How was the math coded for this website?
The math proof of concept was built in Python with scipy.stats.beta and uses numpy and matplotlib.
However, the core equation for this relies on factorials (e.g. 10! = 10*9*8*7*6*5*4*3*2*1). JavaScript has a cap on numerical values at 1.8E+308, treating those above the cap as infinity; this breaks when using factorials of big numbers (e.g. 100!100!) when using large N samples.
Roy Hung refactors the equation using a log beta function so it does not break for large numbers. His implementation was used for this website because it works elegantly and avoids the JavaScript infinity problem.
Why use a beta distribution rather than a normal distribution?
Beta distributions can be skewed, which differ from normal distributions that are centered.
As we are dealing with the interval between 0 and 1 -- also known as 0% to 100% -- anything that is not centered around the 50% mark would result in impossible findings. For example, if a wide distribution was centered around the 90% mark, that would show that >100% would be a possible result but an impossible answer when talking about people in the real world.
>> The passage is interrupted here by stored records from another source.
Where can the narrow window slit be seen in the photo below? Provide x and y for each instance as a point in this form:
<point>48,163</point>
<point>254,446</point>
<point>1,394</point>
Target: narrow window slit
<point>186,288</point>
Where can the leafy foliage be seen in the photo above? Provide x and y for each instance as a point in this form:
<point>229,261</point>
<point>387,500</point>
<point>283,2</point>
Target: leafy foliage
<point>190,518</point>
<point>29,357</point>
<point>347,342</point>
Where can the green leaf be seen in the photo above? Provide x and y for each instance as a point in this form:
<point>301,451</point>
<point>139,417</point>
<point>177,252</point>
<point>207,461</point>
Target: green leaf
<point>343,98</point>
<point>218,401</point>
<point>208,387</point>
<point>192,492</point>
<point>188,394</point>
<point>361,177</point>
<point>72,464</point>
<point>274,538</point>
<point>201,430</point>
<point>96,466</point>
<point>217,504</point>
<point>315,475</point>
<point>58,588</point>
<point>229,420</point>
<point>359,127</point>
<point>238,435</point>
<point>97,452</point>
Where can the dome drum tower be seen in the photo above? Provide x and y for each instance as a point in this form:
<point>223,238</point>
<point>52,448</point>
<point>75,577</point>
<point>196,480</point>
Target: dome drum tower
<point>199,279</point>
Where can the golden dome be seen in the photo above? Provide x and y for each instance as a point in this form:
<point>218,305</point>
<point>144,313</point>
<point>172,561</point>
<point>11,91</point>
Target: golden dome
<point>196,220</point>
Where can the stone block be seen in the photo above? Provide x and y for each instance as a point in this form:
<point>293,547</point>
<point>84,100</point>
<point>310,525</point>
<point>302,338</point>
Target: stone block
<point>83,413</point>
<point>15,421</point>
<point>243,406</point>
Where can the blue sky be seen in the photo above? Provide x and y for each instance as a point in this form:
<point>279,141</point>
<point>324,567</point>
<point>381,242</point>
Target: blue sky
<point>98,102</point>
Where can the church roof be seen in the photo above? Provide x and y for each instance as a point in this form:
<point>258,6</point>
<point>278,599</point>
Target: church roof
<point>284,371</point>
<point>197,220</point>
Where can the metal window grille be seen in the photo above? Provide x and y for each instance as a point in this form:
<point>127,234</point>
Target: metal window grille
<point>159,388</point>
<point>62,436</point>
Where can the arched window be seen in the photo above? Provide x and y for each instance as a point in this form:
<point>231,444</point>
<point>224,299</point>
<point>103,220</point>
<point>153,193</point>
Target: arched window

Therefore, we use a skewed or beta distribution to ensure all probabilities remain between 0% and 100%.
Why use an uninformative prior for this beta distribution?
For a pure usability study in which we have no prior knowledge of how well or poorly users would be able to use the product in the real world, we would consider whether there are usability issues with a design unknown (neither usable nor unusable) until tested with participants.
In this case, our uninformative prior is π½(1, 1).
Why do more data points result in narrower intervals?
Imagine multiple tests are run with different sample sizes, and the results are as follows:
- 3 out of 5 participants experienced a phenomenon.
- 6 out of 10 participants experienced a phenomenon.
- 12 out of 20 participants experienced a phenomenon.
The magic of Bayesian statistics is that more data gets us closer to the truth, while still giving reasonable approximations for smaller-N data. Let's take a look at how these mathematically same percentages (everything above is 60%) give us different beta probability density functions:
- 3 out of 5 graph: 33-80%
- 6 out of 10 graph: 40-76%
- 12 out of 20 graph: 46-72%
Early on we can already see the shape that this is taking and get a sense of the likely probability.
But for qualitative research, doubling the number of participants for each test (approximately doubling the work for collecting, reviewing and analyzing the data) does not result in a meaningful difference in end results which would inform the team's decision.
This in fact shows us that there are diminishing returns for greatly expanding the number of participants from which to collect data.